Tout ce riche butin pour une promesse difficile à tenir : qu’Alexandre fermera la Russie aux marchandises anglaises.

Et la France, que prendra-t-elle ? On ne lui reconnaît guère que ce qu’elle a déjà dans les mains, la Hollande, Naples, et le petit royaume de Westphalie, composé des provinces prussiennes de l’ouest au profit de Jérôme, enfin Rome que Bonaparte prend au Pape, de plus le Portugal, qu’il va envahir, tient déjà.

On croit que Napoléon ne cacha pas ces projets sur l’Espagne, ce qui rassura d’autant plus Alexandre et lui permit de donner carrière à ses espérances en Orient.

Comme on l’a dit, Napoléon donna, Alexandre promit. Napoléon s’était joué lui-même.

CHAPITRE XV
L’ARRIÈRE-SCÈNE DE TILSITT. — COMMENT LA RÉSISTANCE NAISSANTE PROFITE DE L’AVEUGLEMENT DE NAPOLÉON

Alexandre qui était venu à Tilsitt inquiet, hésitant, vit bientôt qu’avec la passion qui possédait Napoléon et l’aveuglait, c’était lui, Alexandre, qui était maître de la situation.

Bonaparte les yeux toujours fixés sur l’Angleterre, son irréconciliable ennemie, n’avait qu’une pensée, l’exclure de plus en plus du continent, lui fermer tous les ports, l’affamer dans son île, lui faire crier merci ! Cette unique préoccupation le rendit coulant pour tout ce qui regardait l’Allemagne. Il eût pu en finir avec la Prusse. Bonaparte le devait dans son intérêt personnel. Il était dangereux de laisser à l’Angleterre cette prise sérieuse qu’elle avait pour soulever l’Allemagne.

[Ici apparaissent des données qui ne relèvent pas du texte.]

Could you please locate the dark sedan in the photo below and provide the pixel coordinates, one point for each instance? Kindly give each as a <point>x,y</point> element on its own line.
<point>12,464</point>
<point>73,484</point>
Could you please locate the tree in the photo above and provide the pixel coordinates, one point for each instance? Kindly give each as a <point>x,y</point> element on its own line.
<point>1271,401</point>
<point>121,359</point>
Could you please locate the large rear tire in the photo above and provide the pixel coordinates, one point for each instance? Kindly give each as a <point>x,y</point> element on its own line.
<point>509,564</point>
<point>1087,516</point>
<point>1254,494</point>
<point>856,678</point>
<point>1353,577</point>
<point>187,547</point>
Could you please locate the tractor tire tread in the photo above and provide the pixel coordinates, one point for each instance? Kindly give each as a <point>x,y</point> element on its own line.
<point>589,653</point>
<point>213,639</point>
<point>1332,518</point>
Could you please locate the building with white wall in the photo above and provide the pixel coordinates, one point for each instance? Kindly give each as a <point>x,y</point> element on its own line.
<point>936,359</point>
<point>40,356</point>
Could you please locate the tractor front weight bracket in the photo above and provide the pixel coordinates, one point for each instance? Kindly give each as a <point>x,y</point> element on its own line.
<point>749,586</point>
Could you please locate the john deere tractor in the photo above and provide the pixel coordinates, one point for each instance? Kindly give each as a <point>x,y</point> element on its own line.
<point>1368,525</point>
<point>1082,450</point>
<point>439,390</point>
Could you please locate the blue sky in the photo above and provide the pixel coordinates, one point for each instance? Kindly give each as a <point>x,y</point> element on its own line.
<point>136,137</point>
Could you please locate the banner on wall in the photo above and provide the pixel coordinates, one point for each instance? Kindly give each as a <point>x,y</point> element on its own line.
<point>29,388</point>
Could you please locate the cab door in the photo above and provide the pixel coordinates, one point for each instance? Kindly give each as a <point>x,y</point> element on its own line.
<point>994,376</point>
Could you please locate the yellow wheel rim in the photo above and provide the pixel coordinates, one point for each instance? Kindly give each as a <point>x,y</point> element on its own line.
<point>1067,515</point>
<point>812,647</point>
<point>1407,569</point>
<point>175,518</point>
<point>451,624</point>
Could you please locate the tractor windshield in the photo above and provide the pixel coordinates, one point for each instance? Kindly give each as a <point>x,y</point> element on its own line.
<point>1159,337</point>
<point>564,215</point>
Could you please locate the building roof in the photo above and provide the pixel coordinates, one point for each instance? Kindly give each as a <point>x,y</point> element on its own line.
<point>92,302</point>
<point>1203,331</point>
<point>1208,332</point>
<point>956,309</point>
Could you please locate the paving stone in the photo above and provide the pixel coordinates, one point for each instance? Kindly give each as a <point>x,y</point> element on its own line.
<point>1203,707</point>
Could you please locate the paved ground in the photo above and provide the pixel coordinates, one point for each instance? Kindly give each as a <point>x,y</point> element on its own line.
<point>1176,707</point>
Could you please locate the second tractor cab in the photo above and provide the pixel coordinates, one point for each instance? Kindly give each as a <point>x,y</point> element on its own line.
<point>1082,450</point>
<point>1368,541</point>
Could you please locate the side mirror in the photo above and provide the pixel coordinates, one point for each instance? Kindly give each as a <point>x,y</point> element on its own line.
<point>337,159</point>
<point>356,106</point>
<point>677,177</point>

Cependant Alexandre obtint un adoucissement à la sentence de mort qui semblait prête à tomber sur la Prusse. Le désir de Bonaparte de gagner la Russie, d’empêcher le czar d’entrer dans la coalition qu’il redoutait, l’amena à lui complaire. Alexandre fin, doux et rusé, pour persuader Napoléon qu’il ne s’intéressait à la Prusse mutilée, réduite à son vrai nom prussien que par un souvenir de cœur, accepta une part de la Pologne que Bonaparte arrachait à la Prusse. On put croire d’autant plus qu’Alexandre n’entendait recevoir qu’un dépôt, qu’on vit arriver à Tilsitt après ces arrangements le roi et la reine de Prusse. Celle-ci, courageuse, n’hésita pas, pour son pays, pour son mari, à venir en personne dans cette réunion qu’eût fuie une autre femme. Avec la confiance, l’audace que donne la beauté, elle soupa près de Napoléon. La fierté de son attitude qui disait trop bien ses pensées, eût bien pu gâter tout. Napoléon lui offrant une rose, elle dit hardiment : « Est-ce avec Magdebourg ? » En demandant cette grande place de guerre, l’arsenal de la Prusse, elle avait l’air de préparer une revanche d’Iéna, de dire : « Avec la rose, donnez-moi une lame pour vous percer le cœur. »

Déjà on signalait à Napoléon les changements étranges que la Prusse depuis sa défaite, s’imposait dans les provinces qu’elle avait pu garder. Le parti noble des jeunes officiers, violemment accusé par la bourgeoisie de la défaite d’Iéna, se trouva si faible qu’il ne put empêcher une révolution fort sagement bourgeoise qui se fit en hâte, furtivement, si l’on peut dire, sous les yeux de l’ennemi.

En deux mois, un seul homme, Stein, ex-employé de Frédéric qui avait voyagé en Angleterre, fit ces grands changements. On lui avait donné un pouvoir tel qu’aucun homme n’avait eu encore ; il fut chargé tout à la fois de l’intérieur, de l’extérieur.